De repente se da cuenta que se hacía tarde, repasa la pizarra, última todo para salir de casa y se dirige a su trabajo.
Había estudiado hostelería, y después de años de trabajo, desde los puestos de menor responsabilidad, se había convertido en jefe de personal, obteniendo varios premios en reconocimiento por su trabajo. Siempre acudía impecable al restaurante y todos sus compañeros lo respetaban y querían, por su forma de tratarles tanto en el terreno profesional como personal. Era exigente con las normas pero comprensivo y amable en el trato.
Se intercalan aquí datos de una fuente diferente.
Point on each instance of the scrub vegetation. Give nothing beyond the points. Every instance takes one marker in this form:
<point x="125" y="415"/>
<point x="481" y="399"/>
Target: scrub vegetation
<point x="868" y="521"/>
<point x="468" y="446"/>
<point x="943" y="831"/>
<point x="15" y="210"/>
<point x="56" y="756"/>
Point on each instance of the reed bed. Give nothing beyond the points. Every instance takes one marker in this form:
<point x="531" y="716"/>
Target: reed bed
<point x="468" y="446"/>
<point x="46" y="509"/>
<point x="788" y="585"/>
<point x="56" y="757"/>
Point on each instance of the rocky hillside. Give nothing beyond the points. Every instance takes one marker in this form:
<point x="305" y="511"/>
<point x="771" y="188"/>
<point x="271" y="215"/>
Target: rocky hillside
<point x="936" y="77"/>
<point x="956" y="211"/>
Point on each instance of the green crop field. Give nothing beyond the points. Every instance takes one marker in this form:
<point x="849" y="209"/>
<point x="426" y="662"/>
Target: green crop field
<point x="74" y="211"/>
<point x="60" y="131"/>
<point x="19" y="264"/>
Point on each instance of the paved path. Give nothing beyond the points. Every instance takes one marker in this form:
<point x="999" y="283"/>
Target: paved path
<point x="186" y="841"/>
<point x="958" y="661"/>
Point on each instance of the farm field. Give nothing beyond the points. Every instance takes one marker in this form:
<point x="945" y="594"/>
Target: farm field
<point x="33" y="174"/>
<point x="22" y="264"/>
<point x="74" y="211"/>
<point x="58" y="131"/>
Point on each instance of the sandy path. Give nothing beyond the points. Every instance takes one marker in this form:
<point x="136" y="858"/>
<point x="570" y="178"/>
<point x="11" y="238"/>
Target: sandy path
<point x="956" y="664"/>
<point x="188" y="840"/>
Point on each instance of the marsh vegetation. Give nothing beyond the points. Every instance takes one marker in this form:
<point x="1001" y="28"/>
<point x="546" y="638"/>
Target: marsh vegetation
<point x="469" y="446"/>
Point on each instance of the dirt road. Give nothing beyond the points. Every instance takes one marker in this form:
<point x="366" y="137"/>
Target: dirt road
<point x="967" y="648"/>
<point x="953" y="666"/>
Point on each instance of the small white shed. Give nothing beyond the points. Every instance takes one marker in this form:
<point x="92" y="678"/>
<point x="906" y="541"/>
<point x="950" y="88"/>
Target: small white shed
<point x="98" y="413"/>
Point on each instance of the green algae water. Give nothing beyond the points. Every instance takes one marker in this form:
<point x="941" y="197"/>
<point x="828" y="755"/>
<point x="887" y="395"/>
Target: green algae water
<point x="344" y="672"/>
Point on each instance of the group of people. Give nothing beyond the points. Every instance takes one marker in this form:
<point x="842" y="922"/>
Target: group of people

Estábamos al principio de verano y ¡vaya por Dios! de los ocho días que llueve al año, éste era uno de ellos. Rápidamente reorganiza el personal para que los clientes puedan seguir disfrutando de la estancia en el restaurante, y una vez hecho esto, se va a su despacho a seguir con su trabajo diario. Estando con sus quehaceres llaman a la puerta y un camarero le dice que hay alguien que desea hablar con él. De repente entra una señora con una gran melena negro azabache y unos grandes ojos del mismo color. Acompañándole venía un hombre desarreglado, con el pelo enmarañado y barba de varias semanas sin recortar.
José Ramón se quedó petrificado. En aquella mujer reconoció a la niña que hace muchísimos años le tendió la mano y le ayudó a levantarse. En ese instante esbocé una tímida sonrisa a la que la mujer me correspondió de la misma manera.
En que les puedo ayudar, les dije con cortesía. Mira, José Ramón, ¿no recuerdas a este señor? es un compañero de tu escuela, y está atravesando una situación muy difícil. No tiene trabajo desde hace dos años, y tiene que mantener mujer y dos hijos, y he pensado que tú le podrías ayudar. No te preocupes, seguro que en el restaurante hay algún puesto de trabajo que le puedo ofrecer. El acompañante, reconociendo por las palabras de la señora, al niño que humillaron e hicieron sufrir tanto, con los ojos llenos de lágrimas me abrazó y agradeció lo que estaba haciendo por él.
En ese momento, tras salir el hombre con tremenda alegría, nos quedamos solos en el despacho. «¡Cuánto tiempo Lucyl! No he sabido nada de ti desde aquel día en la escuela”. Tanto tiempo para ti José Ramón, yo te he seguido y te he acompañado durante todo este tiempo y he visto cómo poco a poco, día a día, te ibas labrando un futuro. Siempre te he estado acompañando aunque tú no lo supieras. Siempre he sabido que eras muy especial a pesar de tu «secreto».
En ese momento me brinda su mano y me susurra, «Vamos José Ramón, dame la mano y salgamos afuera. Acaba de dejar de llover y vuelve a salir el sol”.